When Amirthalingam was growing up, there were two other clans of warrior people in his
village, the Kongurayar, from the Coimbatore region, and the Kadanthaiyar, from the
Pennadam and Vridhachalam regions, also from the Chola period. Some of the families living
in the village still had the swords of their ancestors which they had kept in their homes for
nearly two thousand years. Traditional societies tend to have very long memories. Many of
the village children were Agamudaiyars, who were the dominant people of the village. When
Amirthalingam was growing up, there were around 100 families in his village. Now the
village has grown to around 1,000 families.
Always fascinated by plants and trees, Amirthalingam has thought deeply about them. “The
plant can observe. It can’t talk but it can observe. Whenever there are natural calamities, it
knows. It has an indication of what is happening. Sometimes plants shed their leaves when
they are upset. Some have premonitions of disasters like earthquakes. If you keep on looking
at a tree, you might learn a lot.
“Like dogs that cry and run just before a flood or an earthquake, the tree senses impending
disaster. We may not notice their behavior at the time, but afterwards, we may look back and
realize that they knew.”
He remarked that he knows this from studying trees and from observing them and the
animals. He noted that plants suffer when the natural world around them is disturbed – or if
they are taken out of the soil and transplanted. The condition of the soil is also a factor in the
response of the tree.
People often take a vow to plant a tree. At a sacred grove run by the Meenakshi Temple near
Madurai, one of the first sacred groves restored by CPREEC (the C.P.R. Environmental and
Educational Centre), people can plant a tree that matches their own constellation. (In Indian
astrology, each person belongs to a constellation.) Amirthalingam provided the list of trees
that match the constellations from a book,Kumaraswami Desikar, written as a guide to
choosing plants to go with the architecture of buildings. He felt that people would more
willingly give for a tree to be planted if they felt a connection, and hoped to receive a
blessing, from their own constellation.
Every temple in India has a sacred tree. In fact, the tree came first before the temple.

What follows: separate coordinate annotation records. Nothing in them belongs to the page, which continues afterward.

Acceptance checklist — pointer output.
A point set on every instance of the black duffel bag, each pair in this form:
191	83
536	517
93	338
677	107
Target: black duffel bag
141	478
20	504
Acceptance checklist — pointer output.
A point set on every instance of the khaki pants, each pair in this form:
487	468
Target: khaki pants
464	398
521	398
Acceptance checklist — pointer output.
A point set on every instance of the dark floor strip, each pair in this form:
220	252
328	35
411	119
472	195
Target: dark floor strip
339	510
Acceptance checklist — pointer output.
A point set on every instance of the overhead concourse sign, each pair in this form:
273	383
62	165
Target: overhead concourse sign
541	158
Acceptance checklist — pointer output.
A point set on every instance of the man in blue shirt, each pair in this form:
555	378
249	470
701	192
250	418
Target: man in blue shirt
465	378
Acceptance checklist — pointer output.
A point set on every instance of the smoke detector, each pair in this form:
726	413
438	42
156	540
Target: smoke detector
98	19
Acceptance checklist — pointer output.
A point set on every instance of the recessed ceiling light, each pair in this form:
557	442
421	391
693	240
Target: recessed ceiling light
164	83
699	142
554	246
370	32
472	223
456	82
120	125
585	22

Amirthalingam described the way this happens. In the countryside, there will be “a self-
created lingam” under a tree. A lingam is a symbol that represents Shiva. It may be a natural
stone, i.e. “self-created” rather than man-made. When a lingam stands under a sacred tree, it
will be worshipped by the devas, that is the gods or the shining spirits, and also by the local
people. Perhaps after several centuries, a king will come along. Seeing that this is a sacred
site, he will want to build a temple there. As kings tend to do, he will clear the forest, but he
will not harm the sacred tree, which will remain standing beside the temple, as the sacred
temple tree. These trees are still found all over India, next to every temple. When the tree
becomes extremely old and dies, the dead tree is kept respectfully and still worshipped, and a
new young living tree of the same species will be planted in its place.
These are a few of the temples and their sacred trees: A bamboo tree at Tirunelveli Temple; a
kadamba tree at the Madurai Temple; a thillai (mangrove) plant at Chidambaram; a banyan
tree at Tiruvaalangaadu; a panai (Indian palm tree) at Tirupanandhal; a punnai (Alexandrian
laurel) at Kapaliswarar Temple.
Simultaneously, he is researching ecological history and the sacred sites of India. This is for
a series of books, the Ecological Traditions of India, published by CPREEC. He has just
completed the eleventh and twelfth books of the series, on Gujarat and West Bengal. He does
two states at a time.
He noted that, “You have to be dedicated to the subject you are working on. That is what is
important – that and having good relations with other people in your field – academicians and
scientists.”
In all his inspired work for the C.P.R. Centre for Environmental Education, as a brilliant
botanist and scientist, M. Amirthalingam remains a poet at heart, sharing his wisdom and his
depth of understanding of the natural world.